Far from all of the company’s profits have come from fees charged to the UK government, however. The financial results show that BIT earned £800,000 from providing services to governments in Australia and Singapore. The team has now set up offices in Australia and New York. The latter has signed a £5m contract with charity Bloomberg Philanthropies to bring behavioural insights to US cities.

Halpern says that working across the world is helping to draw wider conclusions about what works – something he says would have been impossible from within the narrow confines of Whitehall. “What it means is we can grow and build our capacity so back home we have expert people who know what we are talking about.” In addition, he points out that this in-depth knowledge is retained for longer than it would be on the normal Whitehall merry-go-round. “The civil service is great at creating generalists but often they move onto a different department as soon as they have got to grips with a subject,” he says.

It hasn’t all been plain sailing for the unit, however. In May, the national press was thrown into apoplexy after it emerged that the London Borough of Walthamstow was working with BIT to circulate a questionnaire to 10 and 11-year-olds, aimed at detecting the first signs of radicalisation. Halpern says it was not necessarily wrong to proceed. “There will sometimes be a sensitivity but that is not to say it is wrong. That is one of the reason to do trials – to learn from things that don’t work,” he says.

A series of recent Private Eye articles have criticised BIT for charging government departments "eye-watering rates for work it used to do itself”. Halpern says: “BIT can only charge a public body who buys its services the rates that are specified under the framework agreement awarded to BIT in February 2014, which was awarded through a rigorous EU-negotiated procurement process run by the Cabinet Office. It is also worth noting that a proportion of the overall profits made by BIT flow back to the Cabinet Office via the dividend payments and, until 2017, it is the only shareholder to receive a dividend.”

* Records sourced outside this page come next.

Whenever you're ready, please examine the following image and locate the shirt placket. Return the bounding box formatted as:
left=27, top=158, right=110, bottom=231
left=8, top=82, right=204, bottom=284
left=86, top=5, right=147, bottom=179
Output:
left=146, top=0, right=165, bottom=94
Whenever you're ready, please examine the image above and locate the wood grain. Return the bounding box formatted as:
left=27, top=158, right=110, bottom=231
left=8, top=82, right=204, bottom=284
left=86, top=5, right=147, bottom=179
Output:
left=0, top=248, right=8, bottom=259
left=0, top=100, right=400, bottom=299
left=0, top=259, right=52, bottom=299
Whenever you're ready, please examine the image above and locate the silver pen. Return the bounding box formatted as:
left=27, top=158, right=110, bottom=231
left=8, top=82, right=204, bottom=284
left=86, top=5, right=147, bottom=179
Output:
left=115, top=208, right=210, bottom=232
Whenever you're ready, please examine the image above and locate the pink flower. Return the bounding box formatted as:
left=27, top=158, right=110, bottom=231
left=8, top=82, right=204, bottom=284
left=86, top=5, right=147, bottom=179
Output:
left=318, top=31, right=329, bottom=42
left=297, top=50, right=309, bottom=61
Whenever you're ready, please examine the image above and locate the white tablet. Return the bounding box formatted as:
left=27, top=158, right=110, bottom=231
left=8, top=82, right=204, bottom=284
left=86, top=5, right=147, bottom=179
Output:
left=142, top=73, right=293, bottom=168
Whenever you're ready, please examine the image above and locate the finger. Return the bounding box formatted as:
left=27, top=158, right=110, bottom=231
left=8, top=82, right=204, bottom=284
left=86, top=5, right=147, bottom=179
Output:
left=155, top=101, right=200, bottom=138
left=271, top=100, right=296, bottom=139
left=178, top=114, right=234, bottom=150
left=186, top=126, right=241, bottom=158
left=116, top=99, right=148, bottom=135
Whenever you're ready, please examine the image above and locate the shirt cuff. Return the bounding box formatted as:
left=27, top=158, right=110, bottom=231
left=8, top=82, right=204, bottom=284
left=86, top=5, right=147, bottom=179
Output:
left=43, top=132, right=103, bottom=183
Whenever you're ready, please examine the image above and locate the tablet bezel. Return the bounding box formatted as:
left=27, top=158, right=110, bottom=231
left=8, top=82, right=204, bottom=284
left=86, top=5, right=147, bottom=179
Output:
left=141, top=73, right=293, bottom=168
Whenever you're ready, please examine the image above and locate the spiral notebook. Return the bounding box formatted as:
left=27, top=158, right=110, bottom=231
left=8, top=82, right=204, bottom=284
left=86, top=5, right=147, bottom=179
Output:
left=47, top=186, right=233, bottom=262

The company results also show that Halpern earnt £205,000 for his services during the initial 14-month period. Private Eye has raised an eyebrow over the level of his fees, which it claims are as high as £3,800 a day. Halpern does not comment on exact figures, but says: “The salaries are set by BIT’s non-executive directors, including an independent chairman. BIT is very transparent about the salaries paid to its directors and this information is clearly set out in its published accounts, which are available online.”

As the “fat tax” and extremism questionnaire episodes demonstrate, behavioural insights are also particularly vulnerable to accusations of being a cover for government propaganda. “Who nudges the nudgers?” as Halpern puts it. He admits this is a particular problem in areas relating to public health, but says that the BIT team is always careful not to claim anything that cannot be proved to be true. He also says that the independent panel, chaired by former civil service head Lord O’Donnell, provides a valuable check. Its feedback has led to a number of initiatives being altered.

Despite the controversies, Halpern reels off a long list of BIT's success in turning behavioural science theory into practice. Many of these are already well documented, but Halpern’s book explores a number of these in some depth. It also provides a number of interesting gems, such as the trials carried out with the Department of Energy, which discovered that offering a loft clearance service was more effective than the offer of a discount in persuading people to install loft insulation.

Overall, Halpern is happy with progress. The BIT team has now grown to 70 across its three offices. But he also says it is “wonderful” that HMRC now has more of its own behavioural insight staff than his original 2010 team. “The point is not for us to build some giant company at all,” he says. “It is to have social impact.” And the fact that his company is winning work abroad proves that “people are interested in a Whitehall winner”, he says.